Catégories
nouvelles procédure

Le collectif SantéNathon continue le combat contre le transfert illégal des données de santé des français aux USA

Paris, le 22 septembre, pour diffusion immédiate.

Un collectif comprenant le CNLL, l’association InterHop, l’association Constances et plusieurs syndicats de médecins et de patients – soit 18 requérants – avaient demandé au Conseil d’Etat de suspendre le traitement et la centralisation de nos données au sein du Health Data Hub hébergé par la société Microsoft.
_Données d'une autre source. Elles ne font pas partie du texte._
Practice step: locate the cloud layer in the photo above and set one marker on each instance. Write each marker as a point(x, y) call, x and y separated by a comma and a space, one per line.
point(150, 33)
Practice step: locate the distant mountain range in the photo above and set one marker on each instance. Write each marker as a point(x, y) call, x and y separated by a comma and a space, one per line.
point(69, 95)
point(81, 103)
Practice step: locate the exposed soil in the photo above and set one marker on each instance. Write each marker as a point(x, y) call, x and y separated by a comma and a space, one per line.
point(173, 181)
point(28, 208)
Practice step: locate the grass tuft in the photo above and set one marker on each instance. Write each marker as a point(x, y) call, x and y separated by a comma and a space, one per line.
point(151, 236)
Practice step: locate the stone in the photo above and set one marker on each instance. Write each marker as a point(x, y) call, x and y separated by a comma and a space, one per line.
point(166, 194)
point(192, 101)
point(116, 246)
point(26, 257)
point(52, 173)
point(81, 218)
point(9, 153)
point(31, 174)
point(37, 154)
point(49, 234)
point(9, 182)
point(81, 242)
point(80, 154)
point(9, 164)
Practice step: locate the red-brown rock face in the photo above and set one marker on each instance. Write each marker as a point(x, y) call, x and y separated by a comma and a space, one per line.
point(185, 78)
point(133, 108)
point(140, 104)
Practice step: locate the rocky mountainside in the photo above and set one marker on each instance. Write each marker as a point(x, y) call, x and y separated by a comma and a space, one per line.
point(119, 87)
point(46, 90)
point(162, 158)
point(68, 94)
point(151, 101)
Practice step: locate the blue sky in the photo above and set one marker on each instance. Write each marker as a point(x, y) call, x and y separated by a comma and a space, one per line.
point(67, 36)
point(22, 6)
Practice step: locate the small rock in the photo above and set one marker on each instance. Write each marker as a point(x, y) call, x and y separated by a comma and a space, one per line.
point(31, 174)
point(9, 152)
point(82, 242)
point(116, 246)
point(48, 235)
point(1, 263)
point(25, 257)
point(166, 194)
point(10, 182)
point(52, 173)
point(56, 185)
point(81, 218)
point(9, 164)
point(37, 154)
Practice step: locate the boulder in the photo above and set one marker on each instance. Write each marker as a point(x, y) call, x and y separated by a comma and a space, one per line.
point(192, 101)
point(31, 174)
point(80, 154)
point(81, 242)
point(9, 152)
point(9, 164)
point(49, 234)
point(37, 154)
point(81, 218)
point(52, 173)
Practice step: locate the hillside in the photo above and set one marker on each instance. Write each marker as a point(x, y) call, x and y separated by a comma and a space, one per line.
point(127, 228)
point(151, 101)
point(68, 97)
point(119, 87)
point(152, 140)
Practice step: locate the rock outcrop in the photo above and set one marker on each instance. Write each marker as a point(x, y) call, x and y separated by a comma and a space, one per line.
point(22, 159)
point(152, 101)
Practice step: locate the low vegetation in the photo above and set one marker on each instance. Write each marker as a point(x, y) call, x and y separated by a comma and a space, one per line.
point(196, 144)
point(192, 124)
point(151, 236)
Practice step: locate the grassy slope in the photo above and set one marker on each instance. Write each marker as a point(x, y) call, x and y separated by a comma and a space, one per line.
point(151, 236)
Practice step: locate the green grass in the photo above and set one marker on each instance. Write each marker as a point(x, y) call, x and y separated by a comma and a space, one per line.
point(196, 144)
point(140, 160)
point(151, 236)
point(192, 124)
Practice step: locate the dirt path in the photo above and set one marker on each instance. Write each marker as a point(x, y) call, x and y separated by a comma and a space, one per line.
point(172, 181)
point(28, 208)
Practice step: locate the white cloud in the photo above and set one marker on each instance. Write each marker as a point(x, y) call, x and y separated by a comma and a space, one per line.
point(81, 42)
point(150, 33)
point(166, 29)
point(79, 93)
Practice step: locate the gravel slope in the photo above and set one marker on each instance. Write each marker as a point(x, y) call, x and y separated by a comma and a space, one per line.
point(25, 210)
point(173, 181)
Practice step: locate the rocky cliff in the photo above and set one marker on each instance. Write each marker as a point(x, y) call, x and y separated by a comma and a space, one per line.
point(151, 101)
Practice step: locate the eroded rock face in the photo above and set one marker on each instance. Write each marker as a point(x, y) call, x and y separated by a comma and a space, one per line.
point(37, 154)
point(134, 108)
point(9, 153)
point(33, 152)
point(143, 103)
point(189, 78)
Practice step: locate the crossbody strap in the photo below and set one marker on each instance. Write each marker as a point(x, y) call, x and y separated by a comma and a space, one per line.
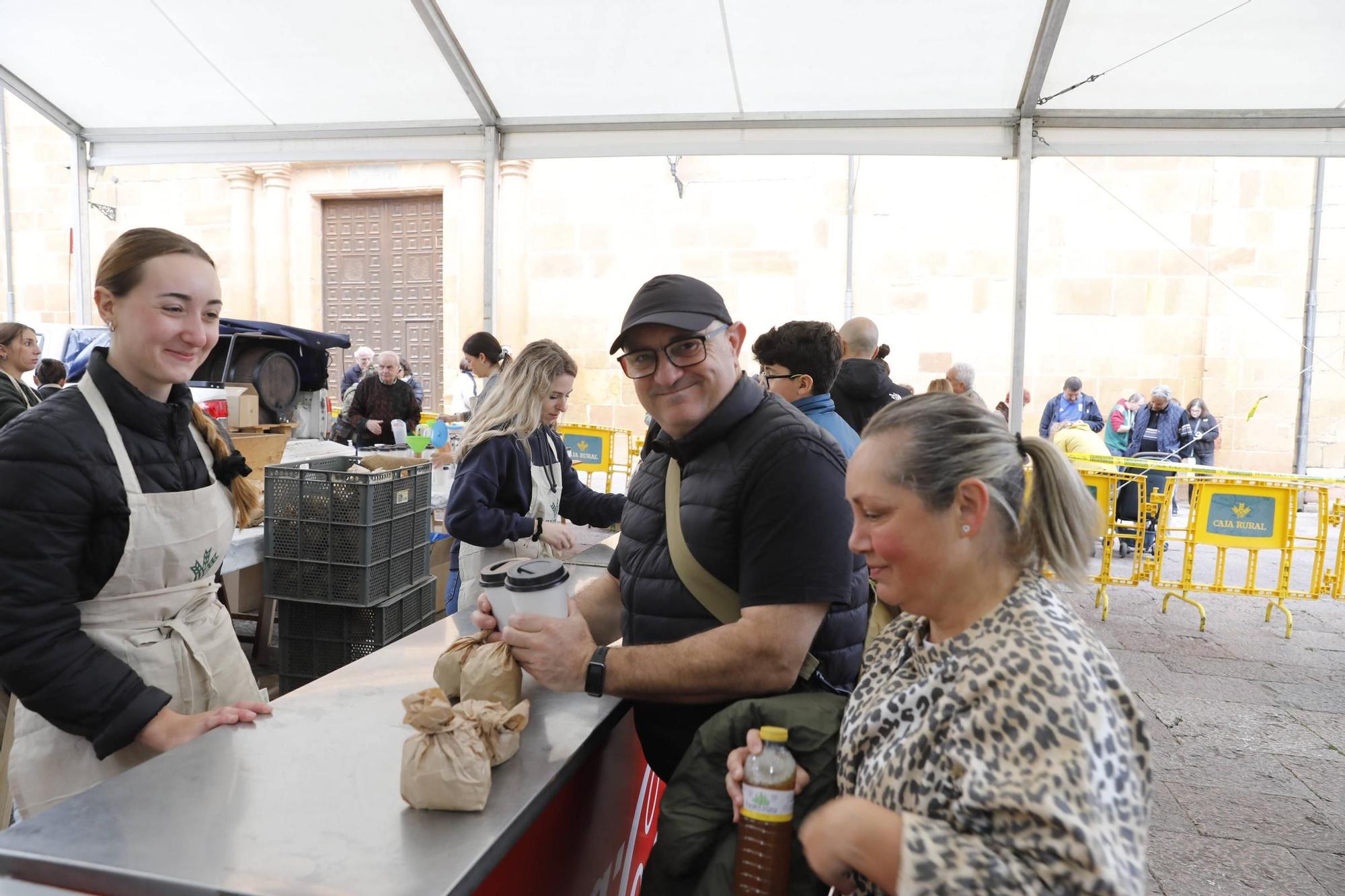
point(723, 602)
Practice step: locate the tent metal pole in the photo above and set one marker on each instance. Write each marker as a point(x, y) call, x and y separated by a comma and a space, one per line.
point(1308, 358)
point(10, 302)
point(1020, 283)
point(849, 243)
point(493, 158)
point(80, 264)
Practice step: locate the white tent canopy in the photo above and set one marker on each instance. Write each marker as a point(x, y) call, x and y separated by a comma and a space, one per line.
point(150, 81)
point(314, 80)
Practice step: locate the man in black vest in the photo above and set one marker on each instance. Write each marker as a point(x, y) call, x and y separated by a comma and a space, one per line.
point(763, 512)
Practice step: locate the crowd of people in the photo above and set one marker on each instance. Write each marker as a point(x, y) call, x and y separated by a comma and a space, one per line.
point(872, 545)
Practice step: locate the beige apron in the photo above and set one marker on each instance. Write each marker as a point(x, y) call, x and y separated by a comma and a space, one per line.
point(545, 503)
point(159, 612)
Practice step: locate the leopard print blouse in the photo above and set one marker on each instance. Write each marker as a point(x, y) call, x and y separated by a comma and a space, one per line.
point(1015, 754)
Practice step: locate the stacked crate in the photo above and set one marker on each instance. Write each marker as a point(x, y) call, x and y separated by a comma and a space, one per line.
point(348, 557)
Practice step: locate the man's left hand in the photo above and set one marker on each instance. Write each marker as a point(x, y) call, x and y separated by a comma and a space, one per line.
point(555, 651)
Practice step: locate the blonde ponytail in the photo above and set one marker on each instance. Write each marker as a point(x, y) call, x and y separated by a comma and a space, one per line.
point(247, 495)
point(950, 440)
point(1061, 520)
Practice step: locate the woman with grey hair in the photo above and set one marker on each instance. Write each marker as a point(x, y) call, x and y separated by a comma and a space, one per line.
point(992, 744)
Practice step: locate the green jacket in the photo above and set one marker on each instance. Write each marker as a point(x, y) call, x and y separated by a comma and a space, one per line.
point(697, 838)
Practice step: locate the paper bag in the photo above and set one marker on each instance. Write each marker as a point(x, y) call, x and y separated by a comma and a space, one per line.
point(445, 763)
point(500, 727)
point(449, 667)
point(492, 674)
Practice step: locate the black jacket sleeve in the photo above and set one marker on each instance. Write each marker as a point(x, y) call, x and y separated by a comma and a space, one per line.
point(579, 502)
point(11, 403)
point(1048, 416)
point(1093, 416)
point(56, 522)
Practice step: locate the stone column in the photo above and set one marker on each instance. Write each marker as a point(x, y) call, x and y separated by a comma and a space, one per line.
point(274, 275)
point(241, 300)
point(471, 233)
point(512, 323)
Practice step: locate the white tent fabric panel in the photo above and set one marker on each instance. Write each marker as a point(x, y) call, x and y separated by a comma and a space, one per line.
point(357, 61)
point(804, 56)
point(1282, 54)
point(130, 71)
point(597, 58)
point(181, 64)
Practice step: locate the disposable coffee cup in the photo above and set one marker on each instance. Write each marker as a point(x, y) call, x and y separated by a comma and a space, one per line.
point(540, 587)
point(493, 583)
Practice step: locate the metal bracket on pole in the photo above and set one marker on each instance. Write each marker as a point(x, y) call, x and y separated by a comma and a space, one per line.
point(80, 263)
point(493, 159)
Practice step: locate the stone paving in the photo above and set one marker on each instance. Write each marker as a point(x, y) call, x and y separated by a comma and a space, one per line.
point(1249, 739)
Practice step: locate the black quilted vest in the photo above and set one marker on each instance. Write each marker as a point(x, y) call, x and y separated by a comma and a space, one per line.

Ce faisant, les requérants demandaient au Conseil d’Etat de s’aligner sur la toute récente jurisprudence européenne.

Cette saisine faisait en effet suite à la décision (arrêt “Schrems II”) de la Cour de Justice de l’Union Européenne (CJUE) qui avait décidé d’annuler le Privacy Shield, accord qui permettait aux entreprises de transférer légalement les données personnelles des européens aux Etats-Unis.

La CJUE avait également fait valoir que les engagements contractuels (CCT) n’étaient pas suffisants. En effet, les programmes de surveillance américain ne présentent aucune limitation quant à l’habilitation et l’utilisation des données de personnes non américaines. Ceci n’est purement et simplement pas conforme au droit européen et à notre Règlement protecteur, le Règlement Général de Protection des Données (RGPD).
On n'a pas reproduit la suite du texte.